The intention with our discussion in this episode was to give you all a glimpse in to how Brian and I see community. We see it filled with open discussions about difficult topics. We see it as being transparent and honest about actions and thought processes, and then letting one another speak into our lives so that we can grow from where we are.
We hope you enjoy our discussion!
Happy New Year! Welcome to 2018 and the year of intentions! It's not that resolutions are bad, but new year's resolutions can often carry a relatively negative connotation. It's something you resolve to do at the beginning of the year which ends up getting discarded a couple months later. In this episode of The Real Brian Show, Martin (the Flash) and Brian talk about their intentions for 2018. They also talk about Star Wars: The Last Jedi, Christmas music classics, and all the good nerdy stuff you've come to love from this show.
Last year, my new year's resolution was to drink a gallon of water everyday. The cool thing about that resolution was that the more water I drank, the more my body craved it, and it ended up being something I carried with me the entire year! I can't say that I've experienced that very much. Wrapped up in this resolution, however, was a desire to be more intentional - whether I realized it or not. I wanted to make a change that would positively impact my health.

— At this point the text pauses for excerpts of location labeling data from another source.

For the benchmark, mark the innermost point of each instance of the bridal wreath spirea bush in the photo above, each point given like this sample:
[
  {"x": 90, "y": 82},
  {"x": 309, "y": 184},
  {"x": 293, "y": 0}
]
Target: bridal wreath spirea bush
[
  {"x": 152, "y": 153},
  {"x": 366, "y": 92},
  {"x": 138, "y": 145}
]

The results of that resolution have motivated me to make another one. I looked at something "simple" (not a lot of overhead) that I could do consistently, which would greatly impact me without also requiring significant change on top of it. The best thing about drinking more water every day was that it encouraged me to do other healthy things. So this year, I'm going to intentionally eat breakfast everyday.
I know. I have not consistently eaten breakfast for almost 12 years. I'm 31 years old, if that gives you some context for when this nasty habit began. I don't usually leave myself a lot of time in the morning to do anything else other than down a pot of coffee. My argument is that I'm usually not hungry until 10 a.m., but by then I don't eat something light and healthy, I go for whatever is on hand (which is usually the snack closet at work, let's be honest). Similarly to drinking water, I think that I will develop an appetite in the morning by consistently feeding my body good nutrients within an hour of waking up. We'll see! I'm excited to look back on this in another year and see the impact it has on my diet and general health.